Terobosan Baru, Ilmuwan Temukan Cara Membuat Listrik dari Udara Tipis

Sabtu, 27 Mei 2023, 16:01 WIB

JAKARTA - Para peneliti di University of Massachusetts Amherst telah menemukan cara untuk menghasilkan listrik dengan memanen uap air di udara.

Menurut sebuah makalah yang diterbitkan dalam jurnal Advanced Materials yang dikutip Newsweek, listrik dapat dipanen dari udara menggunakan perangkat yang terbuat dari hampir semua bahan, hanya membutuhkan bahan yang diberi titik-titik nanopori dengan diameter kurang dari 100 nanometer (nm) atau 0,000004 inci.

Ket. Foto: Listrik dapat dipanen dari udara menggunakan perangkat yang terbuat dari hampir semua bahan, hanya membutuhkan bahan yang diberi titik-titik nanopori dengan diameter kurang dari 100nm. — Sumber: Newsweek/Derek Loveley/Ella Maru Studio/Universita

"Ini sangat menarik," kata Xiaomeng Liu, penulis utama makalah tersebut dalam sebuah pernyataan. "Kami membuka pintu lebar untuk memanen listrik bersih dari udara tipis."

Liu adalah seorang mahasiswa pascasarjana di bidang teknik listrik dan komputer di UMass Amherst's College of Engineering.

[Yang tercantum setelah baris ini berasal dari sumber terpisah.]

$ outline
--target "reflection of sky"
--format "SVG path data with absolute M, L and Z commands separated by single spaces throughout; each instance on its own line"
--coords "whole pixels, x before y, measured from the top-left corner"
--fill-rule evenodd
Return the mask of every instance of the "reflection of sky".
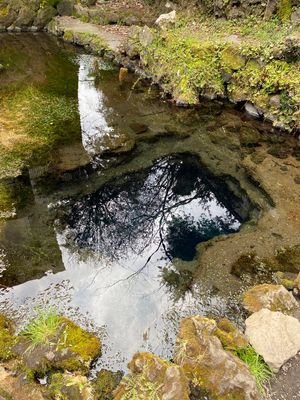
M 82 130 L 82 144 L 85 150 L 94 155 L 99 152 L 101 139 L 113 131 L 108 126 L 105 115 L 108 110 L 104 105 L 103 93 L 96 89 L 92 76 L 96 58 L 81 55 L 79 59 L 78 103 Z M 95 67 L 94 67 L 95 68 Z
M 195 199 L 181 206 L 177 214 L 191 214 L 196 219 L 202 214 L 215 217 L 224 215 L 224 208 L 215 198 L 204 207 L 201 207 L 199 199 Z M 21 305 L 27 301 L 32 307 L 35 299 L 52 286 L 54 290 L 46 295 L 47 300 L 59 304 L 63 312 L 70 306 L 78 308 L 79 313 L 88 314 L 97 326 L 106 327 L 108 340 L 104 344 L 101 366 L 124 368 L 137 350 L 170 356 L 177 323 L 182 317 L 205 310 L 218 312 L 218 308 L 222 310 L 220 314 L 224 314 L 226 304 L 218 297 L 210 298 L 209 303 L 204 304 L 200 295 L 193 297 L 188 293 L 184 300 L 174 304 L 160 279 L 158 266 L 167 264 L 162 260 L 161 250 L 155 253 L 141 273 L 132 275 L 157 248 L 158 234 L 142 254 L 130 249 L 126 257 L 111 260 L 93 252 L 80 256 L 77 250 L 64 246 L 67 233 L 57 235 L 65 271 L 16 286 L 7 297 L 13 297 L 14 304 Z M 72 290 L 68 289 L 67 301 L 60 297 L 64 282 L 68 283 L 68 288 L 72 287 Z M 116 357 L 116 351 L 120 353 L 119 357 Z
M 27 302 L 32 307 L 35 299 L 52 286 L 54 290 L 43 297 L 44 301 L 52 301 L 63 312 L 69 307 L 78 308 L 79 313 L 89 314 L 97 326 L 106 326 L 108 340 L 99 361 L 102 366 L 125 368 L 138 350 L 170 357 L 176 325 L 182 317 L 219 307 L 220 314 L 224 314 L 226 304 L 217 297 L 210 299 L 208 307 L 200 297 L 190 294 L 174 304 L 167 289 L 161 286 L 157 269 L 148 267 L 126 280 L 131 273 L 130 262 L 127 269 L 118 263 L 107 268 L 105 260 L 92 256 L 82 261 L 63 246 L 63 236 L 58 236 L 58 241 L 66 270 L 16 286 L 7 297 L 13 298 L 16 306 Z M 63 295 L 60 298 L 64 284 L 69 292 L 67 300 Z M 145 333 L 148 338 L 143 337 Z M 121 356 L 116 357 L 117 351 Z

Para penulis menggambarkan bagaimana muatan listrik yang melekat pada molekul air di udara dapat dipanen menggunakan nanopori kecil ini, yang lebih kecil dari seperseribu lebar rambut manusia.

Pori-pori ini berukuran sama dengan panjang "jalur bebas rata-rata" antara molekul air, yang merupakan jarak yang ditempuh oleh molekul di udara sebelum mereka bertemu dengan molekul air lainnya.

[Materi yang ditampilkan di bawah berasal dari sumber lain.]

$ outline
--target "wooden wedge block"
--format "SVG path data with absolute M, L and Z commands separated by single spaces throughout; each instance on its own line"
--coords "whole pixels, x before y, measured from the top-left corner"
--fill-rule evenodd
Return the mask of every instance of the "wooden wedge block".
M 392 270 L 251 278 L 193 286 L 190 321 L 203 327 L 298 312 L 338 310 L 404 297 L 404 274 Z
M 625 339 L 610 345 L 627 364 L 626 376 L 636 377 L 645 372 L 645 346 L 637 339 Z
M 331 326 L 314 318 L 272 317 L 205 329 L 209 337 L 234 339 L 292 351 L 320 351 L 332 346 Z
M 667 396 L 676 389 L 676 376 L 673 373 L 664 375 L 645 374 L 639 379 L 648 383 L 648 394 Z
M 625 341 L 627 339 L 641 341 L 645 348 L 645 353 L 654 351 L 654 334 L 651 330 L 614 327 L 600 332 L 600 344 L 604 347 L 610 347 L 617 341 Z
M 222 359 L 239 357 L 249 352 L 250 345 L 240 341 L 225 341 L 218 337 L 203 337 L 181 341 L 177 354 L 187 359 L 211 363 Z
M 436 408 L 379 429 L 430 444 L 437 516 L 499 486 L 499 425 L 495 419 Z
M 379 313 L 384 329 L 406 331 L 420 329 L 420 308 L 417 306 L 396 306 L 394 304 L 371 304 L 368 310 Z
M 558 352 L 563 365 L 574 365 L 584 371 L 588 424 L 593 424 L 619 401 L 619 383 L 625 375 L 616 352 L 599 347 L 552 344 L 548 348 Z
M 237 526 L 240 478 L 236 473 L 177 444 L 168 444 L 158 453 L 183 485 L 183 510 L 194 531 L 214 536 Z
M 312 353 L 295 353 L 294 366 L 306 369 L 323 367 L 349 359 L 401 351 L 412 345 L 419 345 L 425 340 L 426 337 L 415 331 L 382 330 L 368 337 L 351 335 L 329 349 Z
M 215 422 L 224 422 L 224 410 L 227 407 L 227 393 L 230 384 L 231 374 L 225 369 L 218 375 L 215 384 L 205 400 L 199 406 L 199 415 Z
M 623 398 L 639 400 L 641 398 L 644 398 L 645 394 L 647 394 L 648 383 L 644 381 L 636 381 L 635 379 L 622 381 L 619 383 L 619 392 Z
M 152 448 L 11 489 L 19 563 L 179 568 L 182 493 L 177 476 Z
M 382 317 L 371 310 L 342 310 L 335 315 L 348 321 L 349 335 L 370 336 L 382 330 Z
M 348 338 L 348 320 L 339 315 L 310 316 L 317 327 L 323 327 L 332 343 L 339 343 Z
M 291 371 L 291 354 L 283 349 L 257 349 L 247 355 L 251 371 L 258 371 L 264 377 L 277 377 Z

Dengan membuat perangkat dengan pori-pori kecil dengan ukuran yang sama dengan jarak ini, 100 nm, para peneliti memungkinkan pemanenan muatan listrik alami molekul."Generator udara" ini, atau Air-gen, bekerja karena ukuran pori-pori yang kecil, yang berarti bahwa molekul air akan dengan mudah menabrak tepi pori saat melewati lapisan tipis material.

Ini berarti, bagian atas Air-gen akan dibombardir dengan lebih banyak molekul air pembawa muatan daripada bagian bawah, menciptakan ketidakseimbangan muatan seperti di awan, yang merupakan prinsip dasar menghasilkan aliran muatan listrik, seperti petir.

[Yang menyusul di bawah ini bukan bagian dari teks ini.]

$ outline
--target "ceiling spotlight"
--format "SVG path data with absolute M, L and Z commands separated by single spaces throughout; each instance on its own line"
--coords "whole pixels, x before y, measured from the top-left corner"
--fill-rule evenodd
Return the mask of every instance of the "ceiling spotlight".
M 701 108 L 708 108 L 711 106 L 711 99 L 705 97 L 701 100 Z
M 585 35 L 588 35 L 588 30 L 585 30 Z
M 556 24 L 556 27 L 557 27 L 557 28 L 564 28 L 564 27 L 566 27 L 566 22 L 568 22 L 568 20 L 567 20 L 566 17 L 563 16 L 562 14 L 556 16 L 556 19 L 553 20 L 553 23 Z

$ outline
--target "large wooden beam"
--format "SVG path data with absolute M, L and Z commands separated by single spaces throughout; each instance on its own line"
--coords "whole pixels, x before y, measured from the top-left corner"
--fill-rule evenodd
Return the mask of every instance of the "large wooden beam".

"Udara mengandung listrik dalam jumlah yang sangat besar," kata Jun Yao dalam pernyataan tersebut. Yao adalah asisten profesor teknik kelistrikan dan komputer di College of Engineering di UMass Amherst dan rekan penulis makalah ini.

"Bayangkan dunia masa depan di mana listrik bersih tersedia di mana pun Anda pergi," katanya."Efek umum Air-gen berarti dunia masa depan ini bisa menjadi kenyataan."

"Pikirkan awan, yang tidak lebih dari segumpal tetesan air," kata Yao."Masing-masing tetesan itu mengandung muatan, dan ketika kondisinya tepat, awan dapat menghasilkan sambaran petir - tetapi kami tidak tahu cara menangkap listrik dari petirdengan andal.

"Apa yang telah kami lakukan adalah menciptakan awan skala kecil buatan manusia yang menghasilkan listrik untuk kami secara terprediksi dan terus menerus sehingga kami dapat memanennya. Yang lebih mengejutkan lagi, perangkat ini dapat dibuat dari hampir semua bahan.

"Kemampuan menghasilkan listrik dari udara - yang kemudian kita sebut 'efek Air-gen' - ternyata bersifat umum: secara harfiah semua jenis bahan dapat memanen listrik dari udara, asalkan memiliki sifat tertentu," kata Yao.

Ide ini telah dicoba sebelumnya, tetapi penulis mengatakan, desain ini dapat bekerja untuk jangka waktu yang lebih lama daripada konsep sebelumnya, memberi mereka harapan bahwa suatu hari nanti dapat memberikan sumber kekuatan yang berkelanjutan dan berkelanjutan.

Para penulis berharap penemuan terobosan mereka dapat membantu menghasilkan listrik dari udara di seluruh dunia, dengan menggunakan bahan apapun.Karena udara selalu lembap, pemanen listrik ini tidak harus bergantung pada matahariatau angin, seperti bentuk energy terbarukan lainnya.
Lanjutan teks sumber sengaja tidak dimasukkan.